# Timeshare near Moab, UT



## clarice (May 17, 2007)

Does anyone know if there are any timehsares near Moab, UT?

Regards,
Clarice


----------



## Steve (May 18, 2007)

Unfortunately, no, there are no timeshares near Moab.  The closest one would be Powderhorn in Mesa, Colorado...but it is nearly 150 miles away.  

Steve


----------



## riverdees05 (May 18, 2007)

Any good places to stay there?


----------



## Rose Pink (May 18, 2007)

Try the B&Bs. If you are traveling with a larger group, try the nightly condo rentals.  You may find this site helpful. http://www.moab-utah.com/

When are you planning to go? I love Moab. It is incredibly beautiful.


----------



## riverdees05 (May 18, 2007)

Not sure, it is just on our list of places that we want to go.


----------



## kkan (May 19, 2007)

Take a look at http://www.clubutah.com

I rented a 2BR unit there during shoulder season.  Nice place and location is great for Arches NP.


----------



## Rose Pink (May 19, 2007)

If this is the place I am thinking of, it is at the north end of the main street as you come into town. You can walk from there to the city park (art festival Memorial weekend) and to the restaurants and shops on the main street. We stayed at a condo kitty corner (or catty corner as some folks say it) from the park one year. It was about $165 per night if I remember correctly. It had no amenities such as the pool in the condo kkan mentioned. The city park does have a pool but I am not sure when it opens. We've also stayed at the Adobe Abode B&B. It was nice, too, but not walking distance from town. I've seen the town umpteem times so being close does not matter to me anymore.

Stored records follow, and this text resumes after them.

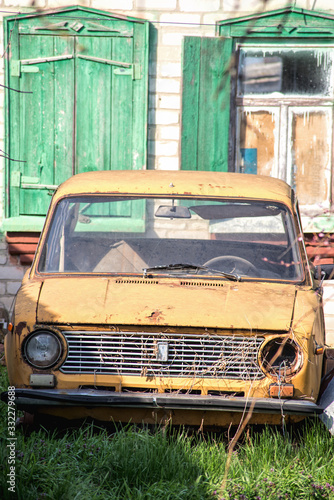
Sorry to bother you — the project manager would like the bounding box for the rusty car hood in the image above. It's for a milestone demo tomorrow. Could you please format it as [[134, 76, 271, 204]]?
[[36, 277, 304, 330]]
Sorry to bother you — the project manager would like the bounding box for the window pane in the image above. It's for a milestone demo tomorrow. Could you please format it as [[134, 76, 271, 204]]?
[[237, 108, 278, 175], [238, 47, 333, 96], [290, 109, 331, 205]]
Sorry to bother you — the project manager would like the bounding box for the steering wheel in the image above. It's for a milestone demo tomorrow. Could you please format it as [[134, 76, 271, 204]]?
[[203, 255, 258, 274]]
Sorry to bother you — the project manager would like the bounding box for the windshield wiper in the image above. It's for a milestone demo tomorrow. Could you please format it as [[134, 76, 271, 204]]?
[[143, 264, 241, 281]]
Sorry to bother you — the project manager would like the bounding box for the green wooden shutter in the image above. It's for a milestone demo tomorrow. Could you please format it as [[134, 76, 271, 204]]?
[[181, 37, 232, 171], [4, 7, 148, 231]]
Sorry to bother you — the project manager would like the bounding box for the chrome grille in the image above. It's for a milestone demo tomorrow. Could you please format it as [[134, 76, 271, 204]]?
[[61, 331, 264, 380]]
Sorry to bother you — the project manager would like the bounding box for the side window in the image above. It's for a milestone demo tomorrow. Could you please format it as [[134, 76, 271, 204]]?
[[181, 7, 334, 216], [4, 7, 148, 230]]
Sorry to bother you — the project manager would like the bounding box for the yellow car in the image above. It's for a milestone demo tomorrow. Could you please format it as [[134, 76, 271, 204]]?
[[2, 171, 325, 426]]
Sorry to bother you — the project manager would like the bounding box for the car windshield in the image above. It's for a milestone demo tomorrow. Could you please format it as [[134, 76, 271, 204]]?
[[38, 195, 302, 281]]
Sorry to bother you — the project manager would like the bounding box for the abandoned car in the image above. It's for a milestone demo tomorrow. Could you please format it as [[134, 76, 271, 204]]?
[[2, 171, 325, 426]]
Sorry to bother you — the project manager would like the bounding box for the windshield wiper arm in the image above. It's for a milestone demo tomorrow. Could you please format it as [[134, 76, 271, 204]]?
[[143, 264, 241, 281]]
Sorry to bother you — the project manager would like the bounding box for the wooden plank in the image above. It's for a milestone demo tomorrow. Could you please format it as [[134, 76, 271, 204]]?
[[19, 35, 54, 215], [182, 37, 232, 171], [50, 36, 75, 185], [110, 38, 133, 170], [131, 23, 149, 170], [75, 37, 113, 173]]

Edited: Just got back from Moab (Memorial weekend).  Moab Springs Ranch is further north than I had remembered and is not walking distance from the main part of town, unless you _really_ like to walk.  It is full ownership.  Two bedroom condo runs about $450k plus monthly fees of close to $300.  You can rent condos for less as I mentioned in the paragraph above.  There are some south of town near the golf course, too.  We stayed at the Desert Hills B&B which is also near the golf course.  It wasn't the fanciest B&B we've stayed in but the beds were very comfortable, the food was good and the hosts were friendly and helpful.  Also, the city park I mentioned is called Swaney Park.  We had burgers at Zax and they were very good.  Moab Diner is a good place to eat, too.


----------



## Rose Pink (May 28, 2007)

Okay, learned something new.  Edited my last post but editing does not move it to the top.  Added this post so new info would not be buried on page two.

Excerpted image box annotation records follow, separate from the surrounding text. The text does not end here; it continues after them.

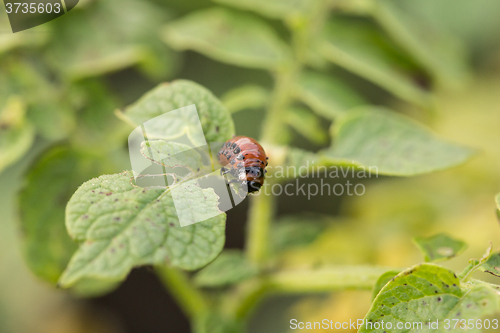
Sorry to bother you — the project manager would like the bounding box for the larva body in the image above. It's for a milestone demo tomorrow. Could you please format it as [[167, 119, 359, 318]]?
[[218, 136, 268, 193]]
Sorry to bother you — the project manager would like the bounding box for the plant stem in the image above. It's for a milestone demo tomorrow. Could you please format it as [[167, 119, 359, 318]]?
[[156, 266, 210, 321], [228, 266, 394, 320]]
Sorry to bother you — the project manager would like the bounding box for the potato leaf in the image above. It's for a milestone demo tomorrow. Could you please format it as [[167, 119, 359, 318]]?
[[479, 252, 500, 276], [0, 96, 35, 172], [319, 19, 430, 106], [163, 8, 291, 69], [414, 234, 467, 262], [47, 0, 173, 80], [323, 107, 474, 176], [214, 0, 318, 19], [286, 107, 328, 144], [221, 85, 270, 113], [358, 264, 500, 333], [59, 172, 226, 287], [118, 80, 234, 142]]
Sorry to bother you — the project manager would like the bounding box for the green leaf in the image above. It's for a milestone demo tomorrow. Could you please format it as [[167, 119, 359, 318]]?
[[141, 140, 203, 171], [319, 19, 430, 106], [193, 311, 245, 333], [0, 19, 49, 54], [372, 270, 401, 299], [19, 148, 81, 285], [19, 147, 122, 296], [413, 234, 467, 262], [3, 59, 76, 141], [214, 0, 317, 19], [59, 172, 225, 287], [221, 85, 270, 113], [47, 0, 173, 80], [370, 1, 467, 86], [323, 107, 474, 176], [479, 252, 500, 276], [359, 264, 499, 333], [286, 107, 328, 144], [272, 216, 325, 252], [163, 8, 291, 70], [0, 96, 35, 172], [68, 79, 125, 148], [297, 72, 366, 119], [266, 145, 322, 183], [118, 80, 234, 142], [194, 250, 258, 288]]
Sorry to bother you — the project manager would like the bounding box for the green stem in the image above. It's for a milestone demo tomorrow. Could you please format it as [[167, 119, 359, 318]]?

PS: had a great two days jeeping!


----------



## shagnut (May 28, 2007)

Rose, sounds like you had a great time. My fav , going to craft shows & I know you had a great time jeeping.  shaggy


----------



## itchyfeet (May 29, 2007)

We spent a week in Moab recently.  We rented a 2 BR condo thru Angel Rock Real Estate - www.moabutah.com   Our condo was at Solano Vallejo, which is about four miles from "downtown" on a golf course.  The condo is listed on their web site as "Golf Hacienda".  It was nicely furnished and very clean.  I negotiated a little lower nightly price ($145  + taxes) since we were there for a week.  The management team is very nice to deal with - Marisa was our contact person.  If you rent from them please tell them Jo Ann from Fair Oaks, CA referred you.  We loved Moab - it is outstandingly beautiful.  We had a 4-wheel drive SUV so were able to take many of the "back" roads.  We also took the 1/2 day jet boat trip (Canyonlands by Night & Day)  that leaves directly from a dock at the edge of town   There is another trip thru a different company which buses passengers to the launch in the canyon - we preferred more time on the boat. There is a great Visitor's Center in Moab -  go there first to gather information.  Be sure to take the La Sal mountain drive if it is open.  The road closed the day after we arrived in Moab (got the info. from the Visitor's Center) and it is supposed to be closed until November.  Since we knew it would be closing, we put that at the top of our things to do. We weren't pleased with the restaurants in Moab - only had two dinners that are worth mentioning. One was at the Sunset Grill & the other at Broken Oar.


----------



## Rose Pink (May 29, 2007)

itchyfeet said:


> We also took the 1/2 day jet boat trip (Canyonlands by Night & Day) . . . .& the other at Broken Oar.


 
DH loves the Broken Oar and was disappointed it was closed the day we went.  As many times as we've been to Moab, we've not done the Canyonlands by Night and Day tours.  I've always wanted to.  Did you find it worth the price?  Would you do the night/dinner show?


----------



## itchyfeet (May 29, 2007)

Yes, we were pleased with the trip. We chose the day trip for a few reasons.  First of all we didn't like the menu for the night show. Secondly, the boat ride is not long in the evening.  And we happened to be coming thru the canyon by SUV at the time a "show" was going on.  There is a truck that travels along the shoulder of the highway shining lights on the walls of the canyon - not too exciting in my book.  Also, don't know where the music might have been - must have been on the boat because we couldn't hear it.  IMHO of course!


----------



## Rose Pink (May 30, 2007)

Thanks.  I am hoping to do more than just jeeping and eating candied almonds next year.  (We always buy candied almonds in various flavors from the vendor at the Arts Festival--yummy!)


----------